The purpose of this article is to provide a general overview of the use of FLPs in
estate planning. The concepts underlying FLPs are easy to understand and can
be used to create a powerful strategy for asset protection. We hope that this
article will be a useful source of information. Purposes And Uses
FLPs serve a number of legitimate business purposes; for providing continuous
ownership of property within the family unit; consolidating ownership;
providing a deterrent against postmortem asset ownership among family
members; deterring claims of creditors and spouses; limiting personal liability
for contract and tort damages; decreasing probate and estate administration
costs; and minimum guardianship costs for interests held by minors. State law
as modified by the FLP agreement governs ownership rights in the FLP.
Typically, parents form FLPs and contribute some of their assets to the entity.
The parents or one of the parents act as the general partners. Children and or
spouses are typically the limited partners. Often times the limited partnership
the founders of the FLP gift interests to the limited partners. The FLP agreement
sets out who will be responsible for managing the FLP assets and assuming
personal liability for FLP debts (“General Partner”). The personal liability of
those family members who give up day‐to‐day management rights and duties
(“Limited Partners”) is limited to the amount of capital which they contribute.

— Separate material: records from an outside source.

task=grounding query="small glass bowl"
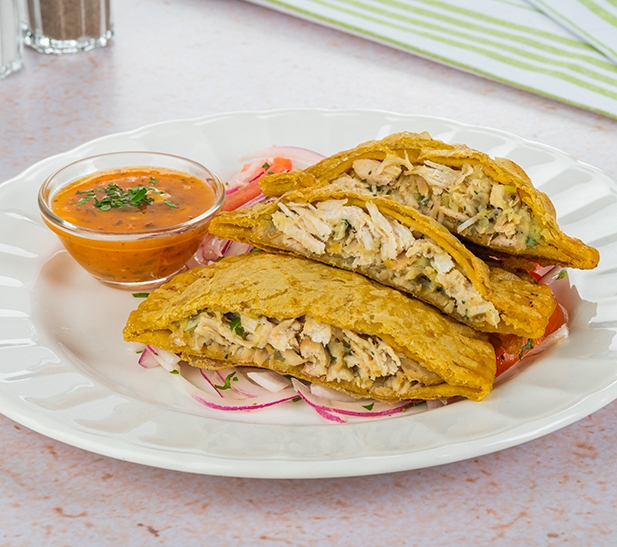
[38,152,225,291]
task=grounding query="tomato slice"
[495,298,565,377]
[266,158,292,174]
[223,179,261,211]
[223,158,293,211]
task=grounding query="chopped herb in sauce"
[77,183,167,211]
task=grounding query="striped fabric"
[527,0,617,63]
[248,0,617,118]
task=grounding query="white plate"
[0,109,617,478]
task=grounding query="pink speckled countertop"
[0,0,617,547]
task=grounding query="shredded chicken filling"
[333,155,540,250]
[272,200,500,326]
[171,310,443,394]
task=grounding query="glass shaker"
[0,0,23,79]
[24,0,113,55]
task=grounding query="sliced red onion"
[292,380,347,424]
[538,266,566,285]
[168,374,297,411]
[200,234,229,262]
[238,146,325,169]
[214,368,270,398]
[292,379,414,421]
[309,384,358,403]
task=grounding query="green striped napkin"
[527,0,617,63]
[248,0,617,118]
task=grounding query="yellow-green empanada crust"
[259,132,600,269]
[209,187,556,338]
[123,252,495,401]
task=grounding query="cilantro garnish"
[77,184,176,211]
[214,372,238,390]
[518,338,533,359]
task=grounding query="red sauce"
[51,167,214,232]
[48,167,221,283]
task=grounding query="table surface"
[0,0,617,546]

Since Limited Partner’s interests are typically gifted; they generally do not have
any liability to the creditors of the FLP.
Given that the underlying purpose of most FLPs is to plan for the transfer of
assets from parents to children, many parents are not willing to part with control
over their assets when the FLP is created. In some cases the parents simply
desire to continue managing the assets contributed to the FLP and in other cases
the children lack the maturity or business skills required to manage the assets.
In the latter case, a FLP usually provides the parents with the time and
opportunity to educate their children about managing the assets of the FLP.
In reviewing the various purposes for creating a FLP, the following reasons are
• To adopt a succession plan for the ownership, management and control of
• To ensure the orderly transfer of property interest to family members
while retaining control over the assets.
• To simplify annual gifting by parents.
• To reduce income, estate, gift and/or generation skipping taxes.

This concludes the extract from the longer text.